Muninggar Sri Saraswati – Still smarting over the perceived treachery of its coalition partners in the Bank Century bailout investigation, the ruling Democratic Party vowed on Wednesday to press ahead with a proposal for a sweeping overhaul of the cabinet.
Ahmad Mubarok, deputy chairman of the Democrats, said that as soon as the party's central leadership board had completed a revised coalition agreement, which would contain concrete details about the relationship between coalition partners, it would forward its recommendations to President Susilo Bambang Yudhoyono.
Ahmad said the Democrats decided to draft the recommendations after seeing three of their coalition partners – the Golkar Party, the Prosperous Justice Party (PKS) and the United Development Party (PPP) – vote to find the Bank Century bailout illegal.
"I won't say that ministers from the political parties are useless," he said. "But facts show that senior members of the political parties who are members of the cabinet have had no effect."
Declining to identify the parties or individuals concerned, Ahmad said that though party chairmen had apparently instructed their members about which way to vote ahead of the House of Representatives plenary session convened to determine the legality or otherwise of the bailout, the "subordinates in the House refused to follow."

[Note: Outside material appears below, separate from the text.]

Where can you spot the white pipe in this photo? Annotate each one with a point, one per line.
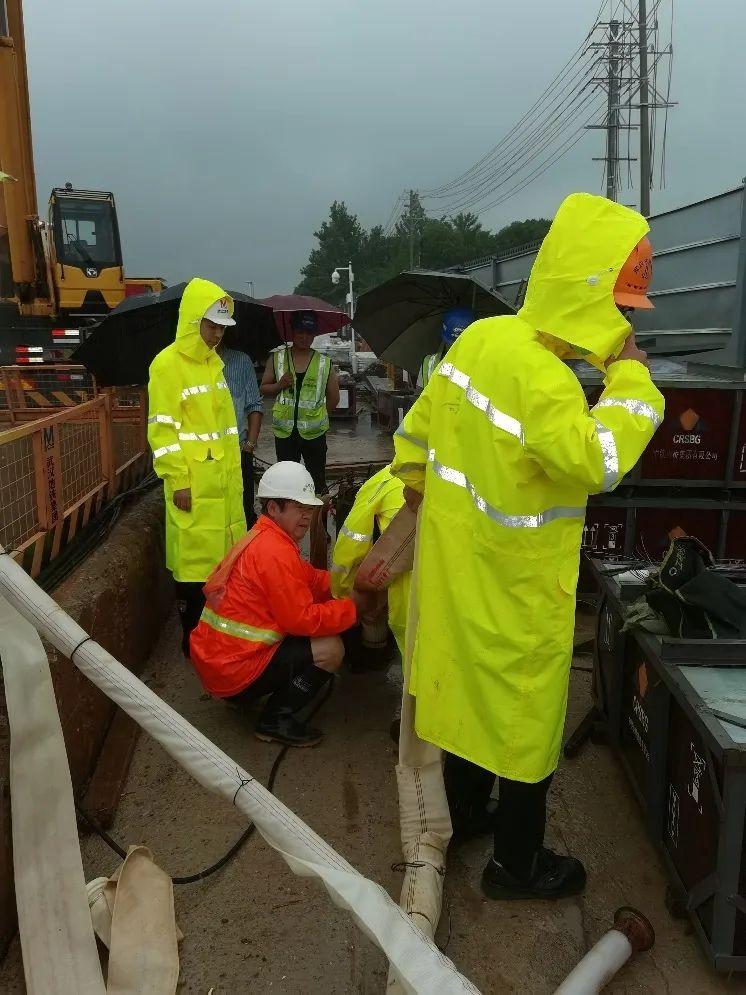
(419, 964)
(598, 966)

Three parties voted against the government's stance that the 2008 rescue of Bank Century was necessary as the lender posed a systemic risk to the domestic banking sector at the height of the global financial crisis. Of those, only the PPP has a chairman, Suryadharma Ali, serving in the cabinet. Suryadharma is the religious affairs minister.
The PPP faction in the House has sent him a formal apology for it decision to vote that the bailout was illegal, against his order.

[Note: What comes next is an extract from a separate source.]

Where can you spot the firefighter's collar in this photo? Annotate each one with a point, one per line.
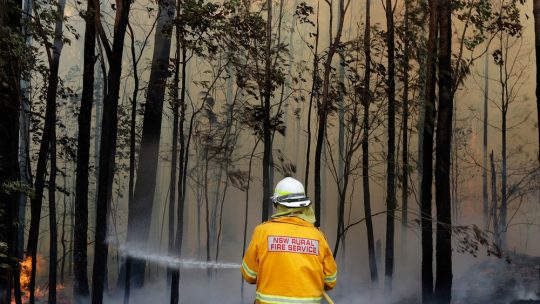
(291, 219)
(305, 213)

Ahmad, in some of the strongest hints yet from the Democrats that a cabinet reshuffle was in the cards, said the "current coalition is fat but ineffective" and that "our party wants a slim but effective coalition."
He said the Democrats had been "seriously discussing" the removal of cabinet ministers aligned to political parties within the coalition. "If their presence is having no effect, it is better to seek [new ministers] from among professionals," he said.
Ever since Yudhoyono unveiled his United Indonesia II cabinet last year, critics have savaged the president for appointing a number of officials from coalition parties to senior positions in the government despite their questionable track records and lack of many of the desired qualifications.
Ahmad acknowledged the Democrats had held "minor discussions" with the opposition Indonesian Democratic Party of Struggle (PDI-P) about it joining the coalition government, but said that the results of the discussions "should not be made public yet."
Analysts believe there is little chance of the PDI-P joining the coalition given the animosity between its chairwoman, Megawati Sukarnoputri, and Yudhoyono, though the party concedes the issue will be discussed during its national congress in Bali in May.